More than any other sport in which Team GB excelled at London 2012, success in cycling has the potential to translate into public policy that directly affects millions of people.
There's a limit to how many of us can feasibly take up sailing or rowing or taekwando or dressage, however inspired we might have been by the events of the past fortnight. But virtually anyone can ride a bike, and there's a role for cycling in virtually anyone's life. But will the Government now create the conditions that all but remove the excuses not to give cycling a go?
In my experience, fear is the No 1 reason most non-cyclists cite for their resistance to cycling. When the death of any cyclist makes news – and especially that of the cyclist who died during the Games under the wheels of a bus carrying members of the media – that is understandable. But perspective is always lost in such reports.

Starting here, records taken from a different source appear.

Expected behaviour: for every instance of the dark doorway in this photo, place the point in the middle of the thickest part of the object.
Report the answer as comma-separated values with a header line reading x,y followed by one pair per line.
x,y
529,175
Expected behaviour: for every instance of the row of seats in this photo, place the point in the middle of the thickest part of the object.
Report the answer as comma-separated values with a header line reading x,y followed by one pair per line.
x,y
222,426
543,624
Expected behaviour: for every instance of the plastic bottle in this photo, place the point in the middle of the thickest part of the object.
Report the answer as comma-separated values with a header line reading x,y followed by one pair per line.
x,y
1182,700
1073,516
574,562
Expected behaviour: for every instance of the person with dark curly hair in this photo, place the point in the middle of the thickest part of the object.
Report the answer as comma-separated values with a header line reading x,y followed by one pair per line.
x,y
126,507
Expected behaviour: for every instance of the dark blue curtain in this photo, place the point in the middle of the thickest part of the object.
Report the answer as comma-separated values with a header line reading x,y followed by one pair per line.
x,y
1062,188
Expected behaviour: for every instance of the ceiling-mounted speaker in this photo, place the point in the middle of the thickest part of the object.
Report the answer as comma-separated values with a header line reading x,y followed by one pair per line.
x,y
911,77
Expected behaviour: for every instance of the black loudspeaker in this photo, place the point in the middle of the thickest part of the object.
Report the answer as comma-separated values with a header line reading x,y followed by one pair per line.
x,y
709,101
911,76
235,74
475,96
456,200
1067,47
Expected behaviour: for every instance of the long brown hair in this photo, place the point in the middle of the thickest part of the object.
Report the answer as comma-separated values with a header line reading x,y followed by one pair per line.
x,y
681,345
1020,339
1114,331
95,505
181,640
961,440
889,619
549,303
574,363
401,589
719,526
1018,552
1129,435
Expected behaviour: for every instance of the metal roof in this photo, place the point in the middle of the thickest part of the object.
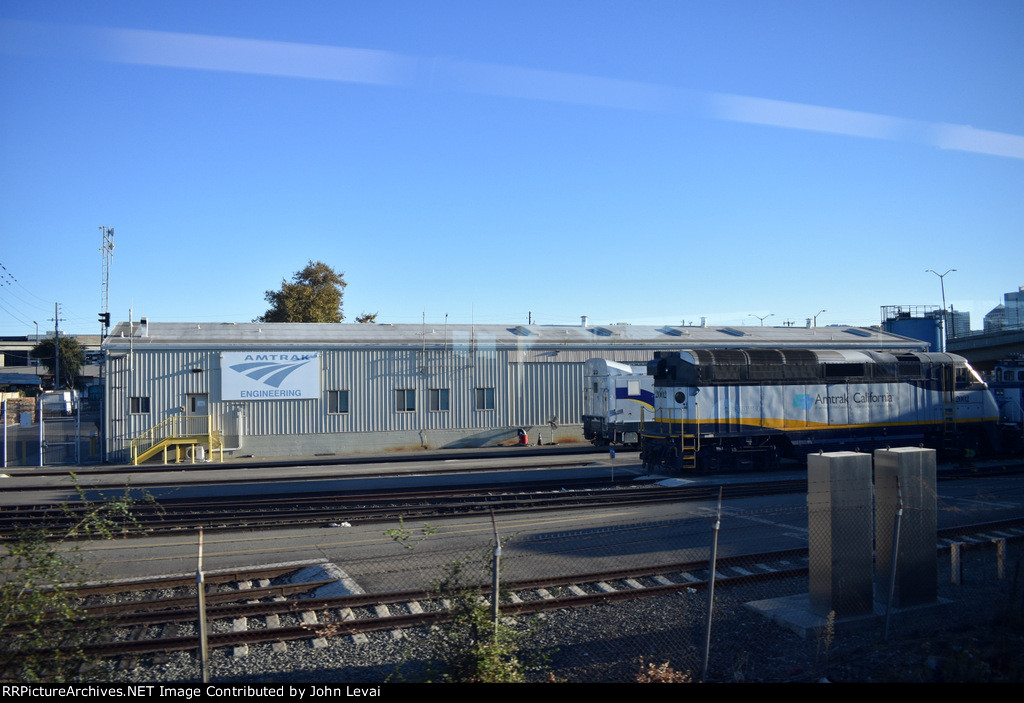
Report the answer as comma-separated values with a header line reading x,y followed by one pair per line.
x,y
327,336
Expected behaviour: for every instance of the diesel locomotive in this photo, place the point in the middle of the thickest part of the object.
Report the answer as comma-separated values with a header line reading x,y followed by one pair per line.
x,y
732,409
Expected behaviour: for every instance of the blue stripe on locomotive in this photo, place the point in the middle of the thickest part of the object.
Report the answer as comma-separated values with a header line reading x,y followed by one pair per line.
x,y
645,397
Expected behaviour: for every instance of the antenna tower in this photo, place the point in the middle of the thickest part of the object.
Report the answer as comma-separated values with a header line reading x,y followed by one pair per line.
x,y
104,292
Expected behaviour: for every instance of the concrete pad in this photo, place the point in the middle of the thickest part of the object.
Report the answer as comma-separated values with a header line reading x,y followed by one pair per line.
x,y
795,613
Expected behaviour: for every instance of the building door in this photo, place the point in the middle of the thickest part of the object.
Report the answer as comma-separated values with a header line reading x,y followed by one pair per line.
x,y
197,414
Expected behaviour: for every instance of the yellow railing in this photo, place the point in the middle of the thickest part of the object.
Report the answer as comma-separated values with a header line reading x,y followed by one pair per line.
x,y
176,430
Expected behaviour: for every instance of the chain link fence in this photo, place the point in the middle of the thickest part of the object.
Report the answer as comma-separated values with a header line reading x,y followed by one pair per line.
x,y
37,435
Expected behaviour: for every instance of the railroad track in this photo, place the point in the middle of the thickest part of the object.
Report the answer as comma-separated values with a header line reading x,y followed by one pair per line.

Death or serious injury occurs in an almost immeasurably tiny fraction of the millions of cycle journeys undertaken per year. So it was heartening to hear track gold medallist Laura Trott's response when she was asked last week if she thought cycling in London was dangerous. "No," she said, seemingly puzzled as to why anyone would even pose the question. Bradley Wiggins implied the same when he got caught up in the compulsory helmets debate a few days ago and made it clear that he wasn't calling for any such thing.
Of course we ordinary mortals can't ever hope to be able to ride a bike like Trott or Wiggins, but nonetheless it's vital to send out the message that cycling is something to be enthusiastically and safely embraced, not shied away from. And the quite astonishing run of British cycling triumphs in the past month – from Wiggins's Tour de France victory to his Olympic time-trial gold and on to Team GB's almost total domination of the velodrome – provides the momentum to turn Britain if not into a nation of cyclists then at least into a nation where cyclists are regarded as the norm, not eccentric risk-takers who invariably bring mishap on themselves and whose needs are secondary to those of other road-users.
Much is still to be done if – as one newspaper editorial argued over the weekend – cycling is to replace football as our national sport. In the past decade, London has shown the way with a huge upsurge in commuter cycling going hand in hand with improved infrastructure and the success of the "Boris bike" hire scheme.
Other cities have likewise come on leaps and bounds in their cycling provision, but we remain a long way off a country such as The Netherlands, where cycling is woven into the fabric of everyday life, cycling takes precedence over motorised transport, and there are as many bikes (17 million) as there are people.
That Boris Johnson is himself an inveterate commuter cyclist may be London's best hope of becoming a truly cycle-friendly city. Already the Mayor has seized the moment by announcing a two-day cycling festival that will take over the capital and beyond for a weekend in August 2013. Then again perhaps it is only when such exceptional treatment is regarded as redundant that we will know that cycling's "legacy" is secure.
For now, the sport – and the recreation – of cycling is, as it were, riding high and finding it all a bit strange. Is it really true – as the leading cycling coach Lee Povey told the Today programme last week, that motorists are giving us more space on the road and showing us more respect?
I think there's a danger of taking a rose-tinted a view of cycling's new-found acceptance, and I say that in part because the conduct of too many cyclists themselves leaves so much to be desired. Safety campaigns are a vital component of the cycling resurgence, but with the privileges that anyone who rides a bike should be afforded comes responsibility.
The great thing about the past fortnight is that those privileges are surely now unarguable.